MUMBAI
: The surge in the number of coronavirus infections in China after the government relaxed its Covid-Zero policy is worrying Dalal Street investors. There are also concerns about new variants of the virus which could escape the vaccine wall. As a result, the sensex on Tuesday fell more than 600 points in intraday trade but late buying helped it close just 104 points lower at 61,702.
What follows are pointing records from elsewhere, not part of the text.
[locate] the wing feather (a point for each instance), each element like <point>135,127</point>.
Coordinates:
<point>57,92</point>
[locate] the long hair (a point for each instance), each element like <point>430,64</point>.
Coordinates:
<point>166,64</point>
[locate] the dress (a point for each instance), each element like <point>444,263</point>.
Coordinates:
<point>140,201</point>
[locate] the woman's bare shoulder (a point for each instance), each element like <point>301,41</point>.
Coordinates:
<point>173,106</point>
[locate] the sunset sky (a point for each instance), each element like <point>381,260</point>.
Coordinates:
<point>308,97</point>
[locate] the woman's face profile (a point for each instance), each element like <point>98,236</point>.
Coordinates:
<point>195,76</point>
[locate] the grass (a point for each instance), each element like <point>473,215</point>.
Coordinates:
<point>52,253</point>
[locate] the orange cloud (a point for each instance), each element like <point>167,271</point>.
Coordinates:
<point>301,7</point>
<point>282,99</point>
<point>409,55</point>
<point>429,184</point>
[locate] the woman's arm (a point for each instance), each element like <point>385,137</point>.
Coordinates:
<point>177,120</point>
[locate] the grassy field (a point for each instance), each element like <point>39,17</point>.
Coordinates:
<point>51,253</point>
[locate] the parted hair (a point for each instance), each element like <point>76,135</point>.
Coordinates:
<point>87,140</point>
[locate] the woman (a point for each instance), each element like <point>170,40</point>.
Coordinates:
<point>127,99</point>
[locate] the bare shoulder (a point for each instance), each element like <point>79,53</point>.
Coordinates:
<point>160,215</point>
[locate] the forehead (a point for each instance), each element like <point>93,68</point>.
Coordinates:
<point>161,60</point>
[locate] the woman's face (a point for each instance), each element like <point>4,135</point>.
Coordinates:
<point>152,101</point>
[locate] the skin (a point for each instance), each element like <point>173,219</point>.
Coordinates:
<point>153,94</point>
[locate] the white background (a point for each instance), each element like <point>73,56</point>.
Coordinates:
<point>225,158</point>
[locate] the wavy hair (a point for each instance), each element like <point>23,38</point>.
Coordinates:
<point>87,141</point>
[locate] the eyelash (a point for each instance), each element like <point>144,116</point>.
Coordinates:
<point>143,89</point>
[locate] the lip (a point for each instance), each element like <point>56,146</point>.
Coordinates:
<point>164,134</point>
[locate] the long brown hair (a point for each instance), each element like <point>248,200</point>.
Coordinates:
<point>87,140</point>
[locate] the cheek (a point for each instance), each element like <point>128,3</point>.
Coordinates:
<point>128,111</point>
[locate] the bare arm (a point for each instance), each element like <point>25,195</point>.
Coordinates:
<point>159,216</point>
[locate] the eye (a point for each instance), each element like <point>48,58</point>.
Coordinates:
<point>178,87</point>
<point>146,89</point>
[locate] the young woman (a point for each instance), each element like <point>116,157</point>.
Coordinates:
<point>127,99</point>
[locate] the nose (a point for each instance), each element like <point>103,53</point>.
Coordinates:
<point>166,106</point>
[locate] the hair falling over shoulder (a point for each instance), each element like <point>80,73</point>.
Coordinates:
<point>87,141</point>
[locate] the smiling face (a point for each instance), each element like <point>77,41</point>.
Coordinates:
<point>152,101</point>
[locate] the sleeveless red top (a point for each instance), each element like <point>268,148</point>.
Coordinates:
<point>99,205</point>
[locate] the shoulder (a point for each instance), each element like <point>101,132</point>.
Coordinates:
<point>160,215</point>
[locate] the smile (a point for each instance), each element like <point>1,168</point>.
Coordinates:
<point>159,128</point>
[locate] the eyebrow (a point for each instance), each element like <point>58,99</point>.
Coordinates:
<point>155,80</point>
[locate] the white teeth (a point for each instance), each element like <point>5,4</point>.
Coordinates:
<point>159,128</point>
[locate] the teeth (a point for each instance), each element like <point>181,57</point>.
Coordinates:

According to Siddhartha Khemka of Motilal Oswal Financial Services, domestic sentiments were dented in line with global peers after Bank of Japan in a surprise move raised interest rate by 25 basis points (100bps = 1 percentage point) to 0.5%. Further, rising death cases in China after easing of Covid restrictions instilled more fear (among investors),” Khemka said.
The markets opened lower and saw selling pressure for most part of the session but recovered in the late session. The day’s late turnaround came on the back of foreign fund buying, market players said. BSE data showed that foreign portfolio investors were net buyers at Rs 456 crore, while domestic institutions too were net buyers at Rs 495 crore.
In addition to the fears about spread of Covid in China and hawkish stance by most major central banks around the globe, the looming recessionary fears in some of the large economies is fading hopes of a Santa Claus rally, market players said. “Market is expected to consolidate with focus shifting towards Budget-oriented sectors,” Khemka said.